Your ordinary pine tree is an extraordinary genetic jungle.
Scientists at University of California at Davis have sequenced what they report is the largest genome sequenced to date—that of the loblolly pine tree, or Pinus taeda , a common sight throughout the southern United Sates. Its genome clocks in at a whopping 22 billion base pairs. That’s seven times the human genome’s 3 billion base pairs. It’s not quite as large as the Japanese flower Paris japonica , which though it hasn’t been sequenced is estimated at 149 billion base pairs.

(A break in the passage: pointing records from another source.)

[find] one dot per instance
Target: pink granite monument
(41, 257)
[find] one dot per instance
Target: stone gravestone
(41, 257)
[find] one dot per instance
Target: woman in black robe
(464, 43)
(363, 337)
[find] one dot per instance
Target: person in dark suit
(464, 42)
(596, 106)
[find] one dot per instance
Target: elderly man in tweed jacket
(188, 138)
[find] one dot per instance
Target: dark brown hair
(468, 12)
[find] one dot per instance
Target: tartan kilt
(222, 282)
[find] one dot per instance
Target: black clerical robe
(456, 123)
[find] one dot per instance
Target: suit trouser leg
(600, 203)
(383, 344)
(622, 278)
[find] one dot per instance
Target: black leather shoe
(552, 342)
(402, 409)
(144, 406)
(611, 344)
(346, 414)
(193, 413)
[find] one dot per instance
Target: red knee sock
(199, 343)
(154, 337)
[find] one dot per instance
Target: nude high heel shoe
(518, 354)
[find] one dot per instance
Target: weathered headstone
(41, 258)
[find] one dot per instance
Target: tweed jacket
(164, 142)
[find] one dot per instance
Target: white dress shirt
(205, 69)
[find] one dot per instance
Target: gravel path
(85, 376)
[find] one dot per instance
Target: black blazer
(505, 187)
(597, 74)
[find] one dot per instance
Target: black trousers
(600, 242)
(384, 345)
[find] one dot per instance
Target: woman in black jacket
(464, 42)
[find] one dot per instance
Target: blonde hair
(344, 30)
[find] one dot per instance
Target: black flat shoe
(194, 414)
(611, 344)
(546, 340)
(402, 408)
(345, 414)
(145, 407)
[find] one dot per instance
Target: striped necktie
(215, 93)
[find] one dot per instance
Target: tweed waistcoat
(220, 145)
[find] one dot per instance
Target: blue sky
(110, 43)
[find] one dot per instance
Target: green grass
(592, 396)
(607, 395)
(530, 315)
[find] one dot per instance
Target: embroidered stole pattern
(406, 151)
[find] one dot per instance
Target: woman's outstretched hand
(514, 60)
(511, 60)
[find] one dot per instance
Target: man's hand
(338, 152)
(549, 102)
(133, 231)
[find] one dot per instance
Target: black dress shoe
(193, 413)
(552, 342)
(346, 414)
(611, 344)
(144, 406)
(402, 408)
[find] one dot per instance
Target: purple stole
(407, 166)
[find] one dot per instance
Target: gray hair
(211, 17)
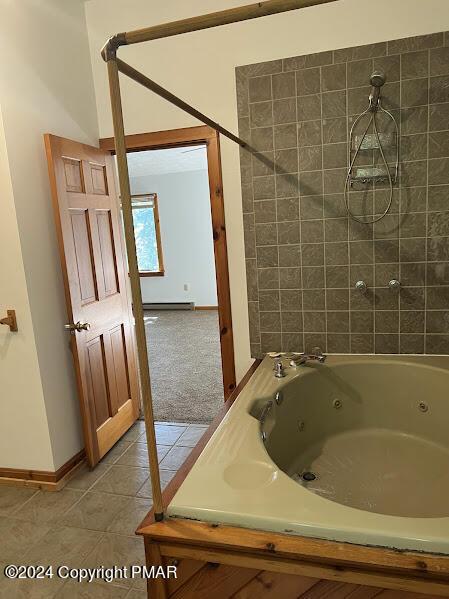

The scale of the loblolly’s genome means this is quite the accomplishment. Here’s Victoria Turk, writing for Motherboard :
The problem is that in conventional genome sequencing you get small fragments of the letters in DNA, but they all have to be assembled in order. They used a
new method developed by scientists at the University of Maryland which pre-processes some of this data to effectively compress the sequence data 100-fold. It’s the first time the novel approach has been tested.As well as being a test subject for the new technique, the loblolly genome is of a lot of interest given the tree’s starring role in the US landscape, both natural and commercial. It’s the second most common tree species in the country, and it’s a major player in the lumber and paper industry.
An understanding of the loblolly’s genome could help biologists isolate certain genes associated with fighting pathogens, which could foster the development of disease-resistant trees. It could also fill in our knowledge of the reasons for genetic diversity in plants—especially conifers. Just last spring, another gymnosperm, the Norway spruce, topped the charts with a 20-gigabase large genome.
Still, the question lingers: are there any evolutionary advantages to having such gargantuan genomes? In the case of the loblolly pine, size isn’t necessarily an indicator of complexity; 82% of the loblolly’s genome is just repeated information.